Despierto y me encuentro con mi compañera de celda mirándome de hito en hito.
Está de pie y tengo su cara frente a la mía. Esta mujer me acojona.
—Roncas.
Detesto cuando alguien ronca. Sé lo mucho que puede molestar. Así que me disculpo:
—Lo siento. Me pondré de lado.
Empiezo a hacerlo, pero niega con la cabeza.
—Tengo una idea mejor.
—¿De verdad? Ponerme de lado suele funcionar. Mi abuela solía pedirle a mi abuelo...
—Deja de respirar.
La miro confundida. Sus ojos me dicen que si no puedo dejar de respirar por mí misma, ella puede ayudarme a conseguirlo.
Inspiro una bocanada de aire y lo guardo en la boca. Ella asiente con satisfacción y regresa a su litera con pasos firmes. Los muelles chirrían bajo su peso cuando se gira de forma que pueda verme.
Justo antes de que yo pierda la consciencia, se abre la puerta de la celda.
—Tú. —El agente me señala—. Vamos.
Me deshago de la manta y bajo de un salto. Cuando paso junto a mi compañera de celda, que me dedica un gruñido seguramente porque ha oído que estoy respirando, cometo una estupidez:
—Te huele el aliento a pedo —le siseo y le hago un corte de mangas. Antes de que se pueda levantar de la litera, he salido de la celda y la puerta se ha vuelto a cerrar de forma que ella se ha quedado dentro.

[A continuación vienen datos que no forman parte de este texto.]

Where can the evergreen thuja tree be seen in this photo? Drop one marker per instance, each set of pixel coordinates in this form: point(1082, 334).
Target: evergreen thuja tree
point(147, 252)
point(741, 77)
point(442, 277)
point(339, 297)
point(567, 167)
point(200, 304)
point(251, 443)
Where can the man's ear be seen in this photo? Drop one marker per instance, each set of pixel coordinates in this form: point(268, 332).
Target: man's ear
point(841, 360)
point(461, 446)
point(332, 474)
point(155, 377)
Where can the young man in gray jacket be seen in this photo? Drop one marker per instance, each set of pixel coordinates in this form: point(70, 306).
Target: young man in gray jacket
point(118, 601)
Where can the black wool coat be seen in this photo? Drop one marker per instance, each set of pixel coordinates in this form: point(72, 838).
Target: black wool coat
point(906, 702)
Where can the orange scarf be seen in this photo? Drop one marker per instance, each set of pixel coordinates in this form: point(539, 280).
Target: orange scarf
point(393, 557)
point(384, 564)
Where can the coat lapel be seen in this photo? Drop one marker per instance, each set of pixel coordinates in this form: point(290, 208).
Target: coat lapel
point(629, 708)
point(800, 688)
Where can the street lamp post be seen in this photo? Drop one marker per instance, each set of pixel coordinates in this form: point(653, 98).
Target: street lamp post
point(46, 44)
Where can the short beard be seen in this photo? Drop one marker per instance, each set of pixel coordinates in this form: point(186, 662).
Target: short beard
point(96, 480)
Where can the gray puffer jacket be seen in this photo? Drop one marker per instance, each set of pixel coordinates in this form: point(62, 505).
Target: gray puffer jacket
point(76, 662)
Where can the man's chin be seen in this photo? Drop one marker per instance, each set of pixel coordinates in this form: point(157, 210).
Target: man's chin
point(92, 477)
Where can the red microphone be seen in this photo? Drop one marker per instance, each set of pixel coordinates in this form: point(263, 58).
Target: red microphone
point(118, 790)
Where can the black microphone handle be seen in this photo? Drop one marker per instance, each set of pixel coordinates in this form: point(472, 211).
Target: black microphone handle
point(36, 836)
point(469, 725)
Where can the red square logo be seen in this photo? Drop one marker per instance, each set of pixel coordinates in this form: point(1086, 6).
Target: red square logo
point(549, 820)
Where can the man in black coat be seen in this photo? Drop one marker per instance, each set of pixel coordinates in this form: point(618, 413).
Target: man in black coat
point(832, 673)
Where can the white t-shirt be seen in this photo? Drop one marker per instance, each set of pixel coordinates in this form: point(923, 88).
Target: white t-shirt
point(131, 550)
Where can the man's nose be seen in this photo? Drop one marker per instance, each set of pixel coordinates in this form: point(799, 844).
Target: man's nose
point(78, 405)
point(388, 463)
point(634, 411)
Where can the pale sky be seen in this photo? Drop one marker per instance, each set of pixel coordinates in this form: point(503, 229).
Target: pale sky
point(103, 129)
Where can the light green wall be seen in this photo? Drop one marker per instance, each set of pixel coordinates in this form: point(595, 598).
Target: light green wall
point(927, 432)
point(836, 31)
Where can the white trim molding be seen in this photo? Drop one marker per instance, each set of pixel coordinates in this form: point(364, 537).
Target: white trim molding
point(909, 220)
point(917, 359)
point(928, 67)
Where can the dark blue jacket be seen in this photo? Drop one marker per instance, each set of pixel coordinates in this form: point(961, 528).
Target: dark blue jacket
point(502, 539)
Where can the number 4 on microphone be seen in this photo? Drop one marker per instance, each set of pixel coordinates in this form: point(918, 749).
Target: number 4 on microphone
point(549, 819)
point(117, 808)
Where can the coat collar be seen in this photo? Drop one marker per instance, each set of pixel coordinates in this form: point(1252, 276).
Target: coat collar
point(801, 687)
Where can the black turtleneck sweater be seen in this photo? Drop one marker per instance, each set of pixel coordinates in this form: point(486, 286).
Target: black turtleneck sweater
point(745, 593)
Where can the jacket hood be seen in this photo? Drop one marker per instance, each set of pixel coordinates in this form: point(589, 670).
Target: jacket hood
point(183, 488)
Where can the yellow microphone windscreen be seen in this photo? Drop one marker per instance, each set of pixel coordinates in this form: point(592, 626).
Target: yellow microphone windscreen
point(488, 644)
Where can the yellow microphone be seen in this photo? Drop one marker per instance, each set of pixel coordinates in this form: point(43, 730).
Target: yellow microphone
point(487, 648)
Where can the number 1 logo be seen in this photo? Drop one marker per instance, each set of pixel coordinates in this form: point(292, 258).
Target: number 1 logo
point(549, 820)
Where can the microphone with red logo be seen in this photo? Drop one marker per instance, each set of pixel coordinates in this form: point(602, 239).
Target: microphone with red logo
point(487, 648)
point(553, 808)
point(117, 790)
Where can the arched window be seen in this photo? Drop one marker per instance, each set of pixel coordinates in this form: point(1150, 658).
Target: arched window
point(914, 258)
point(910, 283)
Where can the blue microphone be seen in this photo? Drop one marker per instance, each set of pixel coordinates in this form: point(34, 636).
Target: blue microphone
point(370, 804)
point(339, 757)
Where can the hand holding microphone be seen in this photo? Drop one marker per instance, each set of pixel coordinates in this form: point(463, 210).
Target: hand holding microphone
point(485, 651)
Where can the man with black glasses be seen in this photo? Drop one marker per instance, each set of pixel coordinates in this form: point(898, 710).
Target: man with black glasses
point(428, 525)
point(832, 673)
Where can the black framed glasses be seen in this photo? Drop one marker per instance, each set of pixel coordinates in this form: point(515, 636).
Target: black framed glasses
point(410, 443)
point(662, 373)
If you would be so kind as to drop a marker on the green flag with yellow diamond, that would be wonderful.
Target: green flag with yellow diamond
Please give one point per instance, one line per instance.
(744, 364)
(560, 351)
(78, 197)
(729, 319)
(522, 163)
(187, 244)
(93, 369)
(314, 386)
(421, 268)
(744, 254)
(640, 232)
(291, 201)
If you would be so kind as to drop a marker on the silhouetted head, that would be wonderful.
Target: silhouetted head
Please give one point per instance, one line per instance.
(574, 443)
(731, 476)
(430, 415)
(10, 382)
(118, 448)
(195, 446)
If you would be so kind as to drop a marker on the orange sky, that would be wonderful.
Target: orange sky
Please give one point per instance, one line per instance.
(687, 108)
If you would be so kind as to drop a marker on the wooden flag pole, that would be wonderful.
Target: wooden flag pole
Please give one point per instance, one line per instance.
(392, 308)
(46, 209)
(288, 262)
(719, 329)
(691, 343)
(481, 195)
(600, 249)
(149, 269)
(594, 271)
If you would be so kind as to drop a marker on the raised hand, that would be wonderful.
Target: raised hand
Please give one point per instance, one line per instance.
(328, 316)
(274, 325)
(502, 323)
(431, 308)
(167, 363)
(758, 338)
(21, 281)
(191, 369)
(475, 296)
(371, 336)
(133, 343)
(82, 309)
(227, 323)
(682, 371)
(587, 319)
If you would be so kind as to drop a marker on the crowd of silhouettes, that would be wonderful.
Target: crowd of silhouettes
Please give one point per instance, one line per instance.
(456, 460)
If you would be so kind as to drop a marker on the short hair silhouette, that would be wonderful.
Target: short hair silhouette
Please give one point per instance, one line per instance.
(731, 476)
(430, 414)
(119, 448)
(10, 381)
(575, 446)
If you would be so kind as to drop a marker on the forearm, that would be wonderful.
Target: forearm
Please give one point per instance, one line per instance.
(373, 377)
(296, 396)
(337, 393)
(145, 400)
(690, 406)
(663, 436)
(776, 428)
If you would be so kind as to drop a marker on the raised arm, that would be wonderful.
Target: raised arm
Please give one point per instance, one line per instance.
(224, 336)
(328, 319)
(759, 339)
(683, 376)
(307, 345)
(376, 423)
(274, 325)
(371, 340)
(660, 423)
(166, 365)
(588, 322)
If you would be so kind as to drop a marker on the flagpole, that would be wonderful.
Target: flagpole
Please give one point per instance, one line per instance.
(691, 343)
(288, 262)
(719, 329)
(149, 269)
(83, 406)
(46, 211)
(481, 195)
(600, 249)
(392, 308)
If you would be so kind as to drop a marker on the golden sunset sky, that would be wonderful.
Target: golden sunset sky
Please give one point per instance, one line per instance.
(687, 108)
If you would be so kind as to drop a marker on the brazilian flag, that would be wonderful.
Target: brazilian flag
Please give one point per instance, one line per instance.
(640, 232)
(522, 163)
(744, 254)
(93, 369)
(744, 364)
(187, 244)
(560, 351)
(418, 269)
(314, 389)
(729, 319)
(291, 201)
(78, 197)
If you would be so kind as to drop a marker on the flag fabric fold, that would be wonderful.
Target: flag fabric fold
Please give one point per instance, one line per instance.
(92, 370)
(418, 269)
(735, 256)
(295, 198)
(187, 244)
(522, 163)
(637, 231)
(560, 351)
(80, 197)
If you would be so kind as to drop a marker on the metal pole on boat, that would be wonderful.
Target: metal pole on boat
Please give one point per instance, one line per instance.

Sonrío porque soy una mujer libre y no puede matarme.
—Siéntate. —El agente de policía me señala una silla plegable de metal que hay en el pasillo junto a su cubículo. Me siento mientras él sirve café en una taza y me lo ofrece. Además, me tira una cucharilla de plástico, un par de sobres de azúcar y un poco de leche en polvo.
Me acabo de preparar el café mientras el agente se sienta y empieza a aporrear las teclas del teclado con solo dos dedos. Parece aburrido. El uniforme le va pequeño. Lleva las gafas manchadas. Y el pelo peinado por encima de una zona de calvicie.
Se repantiga en la silla, cruza las manos detrás de la nuca y me mira de hito en hito.
—Los chicos que te recogieron nos dijeron que te habías montado un fuego en el porche de
alguien.
Asiento y tomo otro trago de café.
—¿Quieres explicármelo?
Le ofrezco una parte de la verdad, empiezo con la parte en la que llego a casa de Luke. Me lleva un rato contar la historia porque no puede parar de reírse. Y no deja de interrumpirme repitiendo todo lo que le cuento formulado como una pregunta. Cuando termino, le cuesta sofocar las ganas de reír y a mí me entran ganas de darle un puñetazo en la cara.
—Mira —me dice una vez consigue hablar sin sonreír—. Como te arrestaron solo por una infracción menor, voy a dejar que te marches... Si viene alguien a buscarte.
—¿Y no puedo irme sola?
Niega con la cabeza y me mira con dureza.
—Te estoy haciendo un favor. No te pases.
—¿Y si no tengo a nadie para que me venga a buscar?
—En tal caso, tendré que ficharte. Y alimentarte. Y todo eso cuesta dinero. Y no quiero tener que hacerlo.